The contractile and relaxation characteristics of trabecular meshwork (TM) are presumed to influence aqueous humor (AH) drainage and intraocular pressure. The mechanisms underlying regulation of TM cell contractile properties, however, are not well understood. This study investigates the role of calcium-independent phospholipase A(2) (iPLA(2)), which controls eicosanoid synthesis, in regulation of TM cell contraction and AH outflow using mechanism-based isoform specific inhibitors (R)-bromoenol lactone (R-BEL, iPLA(2)γ specific) and (S)-bromoenol lactone (S-BEL, iPLA(2)β specific). Immunohistochemical analysis revealed intense staining for both iPLA(2)β and γ isoforms throughout the TM, juxtacanalicular tissue, and Schlemm's canal of human eye. Inhibition of iPLA(2)γ by R-BEL or small interfering RNA-mediated silencing of iPLA(2)γ expression induced dramatic changes in TM cell morphology, and decreased actin stress fibers, focal adhesions, and myosin light-chain (MLC) phosphorylation. AH outflow facility increased progressively and significantly in enucleated porcine eyes perfused with R-BEL. This response was associated with a significant decrease in TM tissue MLC phosphorylation and alterations in the morphology of aqueous plexi in R-BEL-perfused eyes. In contrast, S-BEL did not affect either of these parameters. Additionally, R-BEL-induced cellular relaxation of the TM was associated with a significant decrease in the levels of active Rho GTPase, phospho-MLC phosphatase, phospho-CPI-17, and arachidonic acid. Taken together, these observations demonstrate that iPLA(2)γ plays a significant and isoform-specific role in regulation of AH outflow facility by altering the contractile characteristics of the TM. The effects of iPLA(2)γ on TM contractile status appear to involve arachidonic acid and Rho GTPase signaling pathways.

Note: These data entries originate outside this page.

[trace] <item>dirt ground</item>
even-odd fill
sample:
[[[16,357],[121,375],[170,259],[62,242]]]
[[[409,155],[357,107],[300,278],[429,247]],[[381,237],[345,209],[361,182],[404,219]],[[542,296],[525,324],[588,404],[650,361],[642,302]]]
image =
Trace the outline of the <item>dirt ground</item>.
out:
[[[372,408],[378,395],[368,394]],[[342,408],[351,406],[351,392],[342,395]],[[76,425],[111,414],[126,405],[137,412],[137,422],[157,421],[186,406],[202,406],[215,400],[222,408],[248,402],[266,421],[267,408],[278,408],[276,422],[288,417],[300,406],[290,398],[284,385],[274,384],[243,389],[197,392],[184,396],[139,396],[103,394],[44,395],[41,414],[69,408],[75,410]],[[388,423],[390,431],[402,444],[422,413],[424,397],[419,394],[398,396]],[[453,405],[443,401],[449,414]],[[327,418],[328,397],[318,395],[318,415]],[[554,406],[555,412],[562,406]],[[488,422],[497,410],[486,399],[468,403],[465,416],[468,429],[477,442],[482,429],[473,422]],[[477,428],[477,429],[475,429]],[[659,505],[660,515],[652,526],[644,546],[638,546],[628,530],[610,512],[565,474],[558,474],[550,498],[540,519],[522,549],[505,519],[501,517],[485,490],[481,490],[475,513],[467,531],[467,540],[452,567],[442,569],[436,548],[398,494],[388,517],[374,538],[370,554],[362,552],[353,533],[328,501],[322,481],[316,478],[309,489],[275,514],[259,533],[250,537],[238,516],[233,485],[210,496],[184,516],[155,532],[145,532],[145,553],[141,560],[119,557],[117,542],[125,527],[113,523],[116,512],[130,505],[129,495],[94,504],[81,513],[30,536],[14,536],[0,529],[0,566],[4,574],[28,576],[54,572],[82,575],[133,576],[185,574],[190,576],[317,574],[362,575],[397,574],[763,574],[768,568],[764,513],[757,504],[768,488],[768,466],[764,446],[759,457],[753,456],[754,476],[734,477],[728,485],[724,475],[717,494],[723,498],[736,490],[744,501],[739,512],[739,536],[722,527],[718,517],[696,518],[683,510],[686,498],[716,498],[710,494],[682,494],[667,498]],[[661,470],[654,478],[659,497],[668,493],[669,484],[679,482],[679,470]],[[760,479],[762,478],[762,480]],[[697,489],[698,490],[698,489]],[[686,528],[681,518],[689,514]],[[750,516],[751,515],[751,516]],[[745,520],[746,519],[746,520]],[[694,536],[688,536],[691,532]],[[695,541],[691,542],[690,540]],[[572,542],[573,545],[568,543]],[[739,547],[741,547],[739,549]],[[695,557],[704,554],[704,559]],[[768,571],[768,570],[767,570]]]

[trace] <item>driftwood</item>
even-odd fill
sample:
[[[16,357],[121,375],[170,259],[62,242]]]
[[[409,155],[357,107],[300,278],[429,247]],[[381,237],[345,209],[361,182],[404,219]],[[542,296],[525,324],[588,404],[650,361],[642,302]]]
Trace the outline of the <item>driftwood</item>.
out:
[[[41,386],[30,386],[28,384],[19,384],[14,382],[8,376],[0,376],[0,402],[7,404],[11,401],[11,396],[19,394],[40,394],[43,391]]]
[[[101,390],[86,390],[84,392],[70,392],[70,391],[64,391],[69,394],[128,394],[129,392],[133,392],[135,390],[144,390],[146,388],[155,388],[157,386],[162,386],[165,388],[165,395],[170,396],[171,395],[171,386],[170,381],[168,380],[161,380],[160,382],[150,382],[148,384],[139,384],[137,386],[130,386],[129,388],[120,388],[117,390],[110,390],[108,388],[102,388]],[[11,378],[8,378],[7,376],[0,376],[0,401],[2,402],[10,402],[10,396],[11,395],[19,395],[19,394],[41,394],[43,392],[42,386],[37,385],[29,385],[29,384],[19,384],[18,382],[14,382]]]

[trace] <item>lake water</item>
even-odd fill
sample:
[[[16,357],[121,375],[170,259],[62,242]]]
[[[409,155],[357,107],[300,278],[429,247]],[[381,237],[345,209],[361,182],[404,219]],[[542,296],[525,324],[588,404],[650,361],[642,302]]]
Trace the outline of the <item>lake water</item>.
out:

小梁网(TM)的收缩和松弛特性被认为会影响房水(AH)的排出和眼内压。然而,调节 TM 细胞收缩特性的机制尚不清楚。本研究使用基于机制的同工型特异性抑制剂(R)-溴烯醇内酯(R-BEL,iPLA2γ特异性)和(S)-溴烯醇内酯(S-BEL,iPLA2β特异性),研究了钙非依赖性磷脂酶 A2(iPLA2)在调节 TM 细胞收缩和 AH 流出中的作用。免疫组织化学分析显示,人眼 TM、近管组织和施莱姆管中均强烈表达 iPLA2β 和 iPLA2γ 同工型。通过 R-BEL 抑制 iPLA2γ 或小干扰 RNA 介导的 iPLA2γ 表达沉默,导致 TM 细胞形态发生剧烈变化,并减少肌动蛋白应力纤维、焦点粘连和肌球蛋白轻链(MLC)磷酸化。在用 R-BEL 灌注的去眼猪眼中,AH 流出效率逐渐显著增加。这种反应与 TM 组织 MLC 磷酸化显著降低以及 R-BEL 灌注眼水丛形态改变有关。相比之下,S-BEL 对这些参数均无影响。此外,R-BEL 诱导的 TM 细胞松弛与活性 Rho GTPase、磷酸化 MLC 磷酸酶、磷酸化 CPI-17 和花生四烯酸水平的显著降低有关。综上所述,这些观察结果表明,iPLA2γ 通过改变 TM 的收缩特性在调节 AH 流出效率方面发挥重要的同工型特异性作用。iPLA2γ 对 TM 收缩状态的影响似乎涉及花生四烯酸和 Rho GTPase 信号通路。